When proof of an accepted practice is accompanied by evidence that the defendant conformed to it, this may establish due care, and contrariwise, when proof of a customary practice is coupled with a showing that it was ignored and that this departure was a proximate cause of the accident, it may serve to establish liability.

FACTS:

A tenant of a multiple dwelling, was severely injured in July, 1976, after the glass enclosure door of his bathtub shattered while he was in the process of sliding the door open so that he could exit the tub. He filed suit against his landlord. The door, made out of ordinary glass, concededly would have presented no different appearance to the tenant and his wife than did tempered safety glass, which their testimony shows they assumed it to be. At the trial, evidence was introduced showing that the use of shatterproof glazing materials for bathroom enclosures had come into common use since the early 1950's, so that by 1976 the glass door here no longer conformed to accepted safety standards. Over objection, the trial court also allowed into evidence sections 389-m and 389-o of the General Business Law, requiring that only safety glazing material be used in all bathroom enclosures after their effective date, July 1, 1973. The court cautioned the jury that because the statute did not apply to existing installations, of which the glass in question was one, it was only to be considered along with other proof in the case. There was also testimony from defendant's managing agent that, since at least 1965, it was customary for landlords who had occasion to install glass for shower enclosures to use either plastic or safety glass. The jury ruled in favour of the tenant on the ground that the landlords had a duty to keep the shower door in good repair and that proof of custom and practice regarding the replacement of glass shower doors with safety or tempered glass was admissible. On appeal, however, the Appellate Division reversed, concluding that, assuming there existed a custom and usage at the time to substitute shatterproof glass, unless prior notice of the danger came to the defendants, they were under no duty to replace the glass.

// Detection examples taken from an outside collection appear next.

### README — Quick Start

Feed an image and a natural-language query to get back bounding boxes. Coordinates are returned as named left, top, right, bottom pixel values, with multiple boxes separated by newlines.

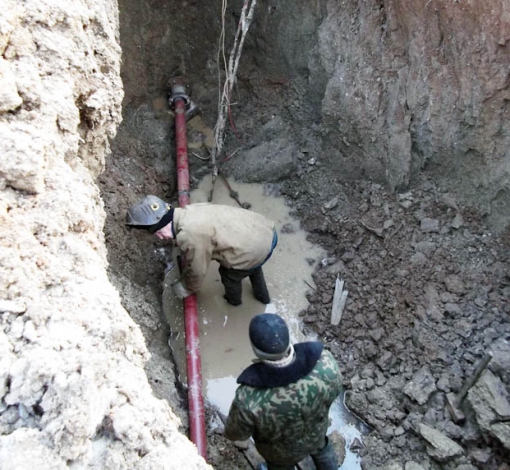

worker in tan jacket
left=126, top=196, right=278, bottom=305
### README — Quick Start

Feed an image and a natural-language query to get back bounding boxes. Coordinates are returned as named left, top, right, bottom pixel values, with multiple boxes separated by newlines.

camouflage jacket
left=225, top=342, right=342, bottom=466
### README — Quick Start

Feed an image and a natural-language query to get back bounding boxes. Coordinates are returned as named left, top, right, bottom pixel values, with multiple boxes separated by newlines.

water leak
left=163, top=177, right=361, bottom=470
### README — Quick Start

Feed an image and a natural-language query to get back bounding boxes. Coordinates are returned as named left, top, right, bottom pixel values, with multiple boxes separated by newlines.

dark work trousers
left=219, top=266, right=271, bottom=305
left=257, top=437, right=338, bottom=470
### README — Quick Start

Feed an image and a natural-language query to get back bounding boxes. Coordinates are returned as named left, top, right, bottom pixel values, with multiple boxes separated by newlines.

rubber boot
left=250, top=268, right=271, bottom=305
left=219, top=266, right=243, bottom=306
left=310, top=437, right=338, bottom=470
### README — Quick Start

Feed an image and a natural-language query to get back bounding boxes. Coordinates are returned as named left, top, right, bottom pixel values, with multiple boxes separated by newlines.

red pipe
left=174, top=98, right=207, bottom=460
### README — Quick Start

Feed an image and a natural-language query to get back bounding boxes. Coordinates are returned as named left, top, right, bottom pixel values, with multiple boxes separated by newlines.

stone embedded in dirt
left=404, top=367, right=437, bottom=405
left=418, top=423, right=464, bottom=462
left=324, top=197, right=338, bottom=210
left=467, top=369, right=510, bottom=450
left=450, top=212, right=464, bottom=229
left=444, top=274, right=466, bottom=294
left=420, top=217, right=439, bottom=233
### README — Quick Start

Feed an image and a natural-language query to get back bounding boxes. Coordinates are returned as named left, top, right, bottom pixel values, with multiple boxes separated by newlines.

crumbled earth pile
left=282, top=166, right=510, bottom=469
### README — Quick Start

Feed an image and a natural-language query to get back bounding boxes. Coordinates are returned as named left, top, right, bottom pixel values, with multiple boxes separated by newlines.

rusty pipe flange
left=167, top=76, right=191, bottom=109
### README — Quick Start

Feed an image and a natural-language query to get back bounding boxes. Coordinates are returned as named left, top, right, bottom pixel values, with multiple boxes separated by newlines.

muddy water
left=163, top=177, right=359, bottom=469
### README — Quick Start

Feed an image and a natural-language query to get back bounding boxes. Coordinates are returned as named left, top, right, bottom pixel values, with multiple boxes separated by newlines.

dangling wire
left=208, top=0, right=257, bottom=202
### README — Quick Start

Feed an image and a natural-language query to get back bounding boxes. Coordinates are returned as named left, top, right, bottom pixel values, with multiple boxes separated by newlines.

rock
left=0, top=57, right=23, bottom=113
left=404, top=367, right=437, bottom=405
left=418, top=423, right=464, bottom=462
left=450, top=212, right=464, bottom=229
left=467, top=369, right=510, bottom=450
left=444, top=274, right=466, bottom=294
left=324, top=197, right=338, bottom=210
left=420, top=217, right=439, bottom=233
left=404, top=461, right=425, bottom=470
left=489, top=338, right=510, bottom=384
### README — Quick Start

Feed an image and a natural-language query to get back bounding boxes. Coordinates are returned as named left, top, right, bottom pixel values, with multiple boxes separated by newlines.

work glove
left=172, top=281, right=192, bottom=299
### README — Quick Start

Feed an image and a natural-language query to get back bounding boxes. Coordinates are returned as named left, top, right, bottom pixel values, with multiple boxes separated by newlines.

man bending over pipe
left=126, top=195, right=278, bottom=305
left=225, top=313, right=342, bottom=470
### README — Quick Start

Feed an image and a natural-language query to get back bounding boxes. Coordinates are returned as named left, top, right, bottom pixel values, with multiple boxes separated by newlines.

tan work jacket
left=173, top=203, right=275, bottom=293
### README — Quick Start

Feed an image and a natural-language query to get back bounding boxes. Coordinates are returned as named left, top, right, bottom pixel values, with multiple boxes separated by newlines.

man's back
left=225, top=343, right=342, bottom=464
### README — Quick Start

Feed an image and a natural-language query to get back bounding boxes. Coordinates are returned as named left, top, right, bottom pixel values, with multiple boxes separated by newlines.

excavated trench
left=99, top=0, right=510, bottom=470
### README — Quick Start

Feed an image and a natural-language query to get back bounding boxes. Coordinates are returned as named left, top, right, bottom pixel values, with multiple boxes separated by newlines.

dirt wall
left=0, top=0, right=209, bottom=470
left=225, top=0, right=510, bottom=229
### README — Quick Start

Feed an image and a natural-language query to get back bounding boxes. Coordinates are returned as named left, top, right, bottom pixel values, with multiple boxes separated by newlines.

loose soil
left=101, top=135, right=510, bottom=469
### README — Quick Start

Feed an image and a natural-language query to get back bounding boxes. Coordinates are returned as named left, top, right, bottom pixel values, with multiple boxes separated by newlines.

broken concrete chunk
left=451, top=212, right=464, bottom=229
left=444, top=274, right=466, bottom=294
left=404, top=461, right=425, bottom=470
left=404, top=367, right=437, bottom=405
left=420, top=217, right=439, bottom=233
left=324, top=197, right=338, bottom=210
left=418, top=423, right=464, bottom=462
left=467, top=370, right=510, bottom=450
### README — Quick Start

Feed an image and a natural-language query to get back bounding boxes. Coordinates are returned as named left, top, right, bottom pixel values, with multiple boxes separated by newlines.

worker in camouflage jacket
left=126, top=195, right=278, bottom=305
left=225, top=313, right=342, bottom=470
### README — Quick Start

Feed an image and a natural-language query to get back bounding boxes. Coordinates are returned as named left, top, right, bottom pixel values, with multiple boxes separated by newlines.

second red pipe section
left=174, top=98, right=207, bottom=460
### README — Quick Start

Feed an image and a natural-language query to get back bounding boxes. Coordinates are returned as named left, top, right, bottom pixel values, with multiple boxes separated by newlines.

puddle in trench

The case was appealed to the Court of Appeals of New York.

ISSUE:

Was it proper to apply sections 389-m and 389-o of the General Business Law?

ANSWER:

No.

CONCLUSION:

The Court held that N.Y. Gen. Bus. Law §§ 389-m and 389-o regarding the installation of safety glazing materials provided protection to tenants for whom shower glazing was installed after the statutory effective date was inadmissible because plaintiff was not in that class. The court ruled that these statutory sections could have prejudiced defendants and reversed the dismissal. The court ordered a new trial confined to the issue of liability and contributory negligence, not damages.